I spent a while this morning analyzing our few contacts. He organized an event where I was one of the speakers. He emailed, me as part of a group, the program. (That must have been the point where I was saved in his contacts with that delightful moniker.) I replied that his plans sounded great, that I was sure his event would be fantastic. The only time we've ever been face to face was a brief handshake- nice to meet you- conversation backstage before the event. Both were cordial and professional. So why the LOSERFACE? In all caps, even.

It's a mystery, my friends.

I'm thinking that I must have some mysterious power to repel total strangers.

This could be very useful when I'm in long lines at Disneyland.

I replied to his e-vite, but I'm curious, how would you handle this?
*An explanation- OR IS IT?
I got another email from the guy, and it was again, addressed to Melissa LOSERFACE. He was so flustered and apologetic. He couldn't find that adorable name anywhere in his contact list. He sent a different test email, it was still there. He insists he has no clue how it got there. I'm inclined to believe him. We spoke, and he was all apologies. I mean, come on. Does anyone over the age of 18 save a professional contact with the name LOSERFACE? I'm inclined to give him the benefit of the doubt.

Tuesday, May 12, 2009

this is what happens when you dont sign out!

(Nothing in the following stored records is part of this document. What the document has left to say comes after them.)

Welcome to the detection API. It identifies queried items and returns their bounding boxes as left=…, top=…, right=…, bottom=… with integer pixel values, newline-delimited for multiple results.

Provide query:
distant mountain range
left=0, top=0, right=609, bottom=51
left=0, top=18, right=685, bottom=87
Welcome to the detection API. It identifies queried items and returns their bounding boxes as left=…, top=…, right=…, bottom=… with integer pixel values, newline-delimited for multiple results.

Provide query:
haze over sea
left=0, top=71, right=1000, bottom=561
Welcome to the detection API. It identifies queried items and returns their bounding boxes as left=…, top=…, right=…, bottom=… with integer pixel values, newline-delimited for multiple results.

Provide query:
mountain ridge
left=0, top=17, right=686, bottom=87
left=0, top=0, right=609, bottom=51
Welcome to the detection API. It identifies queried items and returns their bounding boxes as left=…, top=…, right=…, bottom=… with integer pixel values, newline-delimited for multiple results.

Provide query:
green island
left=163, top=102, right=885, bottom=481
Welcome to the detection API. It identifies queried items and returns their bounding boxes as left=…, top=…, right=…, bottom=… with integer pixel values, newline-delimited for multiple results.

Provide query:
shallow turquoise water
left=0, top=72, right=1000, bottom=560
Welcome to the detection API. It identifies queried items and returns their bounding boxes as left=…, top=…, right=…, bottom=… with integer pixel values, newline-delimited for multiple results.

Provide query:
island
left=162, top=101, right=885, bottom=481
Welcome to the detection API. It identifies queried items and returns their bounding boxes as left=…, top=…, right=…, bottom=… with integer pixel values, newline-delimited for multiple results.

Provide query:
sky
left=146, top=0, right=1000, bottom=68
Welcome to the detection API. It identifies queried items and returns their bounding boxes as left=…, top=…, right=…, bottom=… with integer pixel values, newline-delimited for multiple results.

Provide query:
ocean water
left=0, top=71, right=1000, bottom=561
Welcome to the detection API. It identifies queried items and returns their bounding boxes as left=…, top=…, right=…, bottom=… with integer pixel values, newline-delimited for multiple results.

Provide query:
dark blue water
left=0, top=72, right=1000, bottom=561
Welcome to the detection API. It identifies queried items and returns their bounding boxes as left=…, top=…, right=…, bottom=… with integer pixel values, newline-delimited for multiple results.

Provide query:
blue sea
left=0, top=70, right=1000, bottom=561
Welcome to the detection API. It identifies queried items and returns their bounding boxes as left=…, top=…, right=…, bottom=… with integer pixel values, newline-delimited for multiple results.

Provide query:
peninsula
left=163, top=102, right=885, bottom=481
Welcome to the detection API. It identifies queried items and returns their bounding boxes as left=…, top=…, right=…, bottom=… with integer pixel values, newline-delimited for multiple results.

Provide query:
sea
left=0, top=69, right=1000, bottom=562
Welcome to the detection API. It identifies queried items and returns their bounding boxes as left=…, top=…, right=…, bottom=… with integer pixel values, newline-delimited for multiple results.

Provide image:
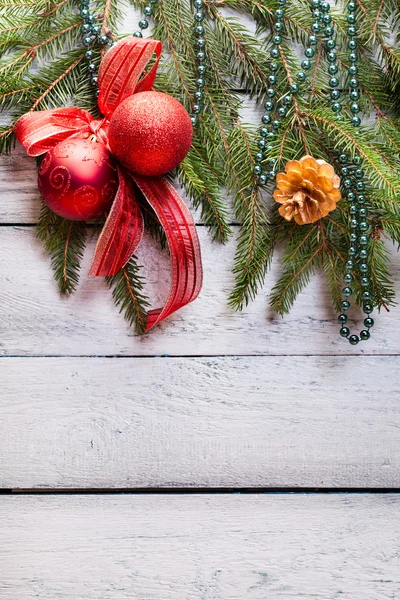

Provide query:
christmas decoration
left=274, top=156, right=342, bottom=225
left=36, top=138, right=118, bottom=221
left=0, top=0, right=400, bottom=344
left=15, top=37, right=202, bottom=330
left=108, top=92, right=193, bottom=177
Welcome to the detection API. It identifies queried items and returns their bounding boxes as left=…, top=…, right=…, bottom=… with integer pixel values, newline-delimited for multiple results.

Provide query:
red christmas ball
left=39, top=138, right=118, bottom=221
left=108, top=92, right=193, bottom=176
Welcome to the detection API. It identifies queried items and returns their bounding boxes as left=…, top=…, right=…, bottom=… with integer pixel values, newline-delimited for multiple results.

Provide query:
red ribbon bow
left=14, top=37, right=203, bottom=330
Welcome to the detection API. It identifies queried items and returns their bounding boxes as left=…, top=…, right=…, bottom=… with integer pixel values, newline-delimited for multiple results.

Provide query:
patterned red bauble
left=39, top=138, right=118, bottom=221
left=108, top=92, right=193, bottom=177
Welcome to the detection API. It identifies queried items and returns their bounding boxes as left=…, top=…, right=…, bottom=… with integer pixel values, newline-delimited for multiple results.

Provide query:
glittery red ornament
left=108, top=92, right=193, bottom=177
left=39, top=138, right=118, bottom=221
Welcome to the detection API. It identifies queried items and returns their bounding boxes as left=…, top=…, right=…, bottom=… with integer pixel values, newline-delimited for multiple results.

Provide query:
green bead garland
left=80, top=0, right=374, bottom=346
left=133, top=0, right=207, bottom=127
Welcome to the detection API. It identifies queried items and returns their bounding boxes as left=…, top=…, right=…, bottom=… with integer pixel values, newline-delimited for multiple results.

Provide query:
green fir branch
left=106, top=256, right=149, bottom=333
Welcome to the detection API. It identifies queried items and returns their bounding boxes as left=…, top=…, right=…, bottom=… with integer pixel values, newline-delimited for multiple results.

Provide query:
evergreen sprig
left=106, top=256, right=149, bottom=333
left=0, top=0, right=400, bottom=330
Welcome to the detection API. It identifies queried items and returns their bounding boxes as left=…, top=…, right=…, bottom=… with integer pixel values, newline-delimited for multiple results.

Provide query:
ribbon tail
left=14, top=108, right=93, bottom=156
left=133, top=175, right=203, bottom=331
left=89, top=168, right=144, bottom=277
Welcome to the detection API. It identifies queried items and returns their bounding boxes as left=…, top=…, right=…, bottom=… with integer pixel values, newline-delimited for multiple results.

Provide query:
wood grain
left=0, top=357, right=400, bottom=488
left=0, top=495, right=400, bottom=600
left=0, top=227, right=400, bottom=356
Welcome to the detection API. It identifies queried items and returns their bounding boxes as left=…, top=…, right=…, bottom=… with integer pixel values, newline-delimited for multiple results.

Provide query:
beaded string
left=80, top=0, right=374, bottom=345
left=254, top=0, right=374, bottom=346
left=133, top=0, right=207, bottom=127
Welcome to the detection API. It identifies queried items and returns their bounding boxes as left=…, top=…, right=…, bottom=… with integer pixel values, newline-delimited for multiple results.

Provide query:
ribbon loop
left=14, top=107, right=93, bottom=156
left=134, top=175, right=203, bottom=331
left=89, top=168, right=144, bottom=277
left=14, top=37, right=203, bottom=330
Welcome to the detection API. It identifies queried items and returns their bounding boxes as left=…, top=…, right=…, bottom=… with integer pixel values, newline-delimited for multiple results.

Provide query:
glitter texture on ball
left=38, top=138, right=118, bottom=221
left=108, top=92, right=193, bottom=177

you see mom it isn't very smart to walk off without signing out. think of all the embarrassing stories i could post about you, that you haven't posted about yet. dang blogging is harder than it looks, i cant think of anything to say.


"It wasn't my kid, was it?" I asked, searching the faces of my fellow Cub Committee members. A few cast sidelong glances at each other.

"Do you really want to know?" Kristy could look me in the eye, her kid stories could top mine any day.

We were discussing the Spaceship Derby a couple of weeks before. It was a loud, overstimulating affair. There were so many little children running around screaming, it was the perfect birth control ad. I'd spent a few precious minutes of quiet helping in the kitchen. Apparently, I'd missed out on some action. Some punk kid (cough) called 911 and hung up. Of course the police came. They always come. The Bishop rounded up all the kids and tried to discover the culprit. No one came forward. He didn't want to humiliate anyone, so he asked that whoever did it come to him privately.

As I heard what had happened, my heart clenched. My pupils dilated. My nostrils flared. I expect all kinds of hi jinx from my boys, but some things cross the line. Mouthing off, being disrespectful, or lying to an adult that is not your parent carries a heavy punishment. I had a vague memory of some kid coming to me to tattle that Dainon was the one on the phone. He's almost 14, so the idea of him being on the phone wasn't particularly disturbing. I asked him about it, and he gave me an explanation so mundane that I completely forgot about it. Until that moment at the table.

I stewed.

Was my child on a path riddled with crime and disrespect to elders?

Could he, in fact, withstand the "please just confess in secret" line from a loving Bishop?

Hell in a hand basket, my friends. In a hand basket.

I stewed some more.

The more I thought about it, the less it sounded like him. It would have been pure idiocy to involve the police in your doings with your father in the next room.

As soon as he breezed in from school, we had a little chat.

"Um, Dain, I was at a meeting today, talking about the space derby. They said someone called 911 and the police came. Did you call 911?"

"Sure." He said, "But don't worry. I dialed it, but I didn't press send."

"Babe, it's not a cell phone. All you have to do is press the numbers. You did dial the police. They came."

"They came?" He asked in surprise. "I never saw them, I was outside." He missed the whole thing with the Bishop too, and was only too happy to explain to him how it had all gone down.

Not so shameful after all. It was actually pretty funny.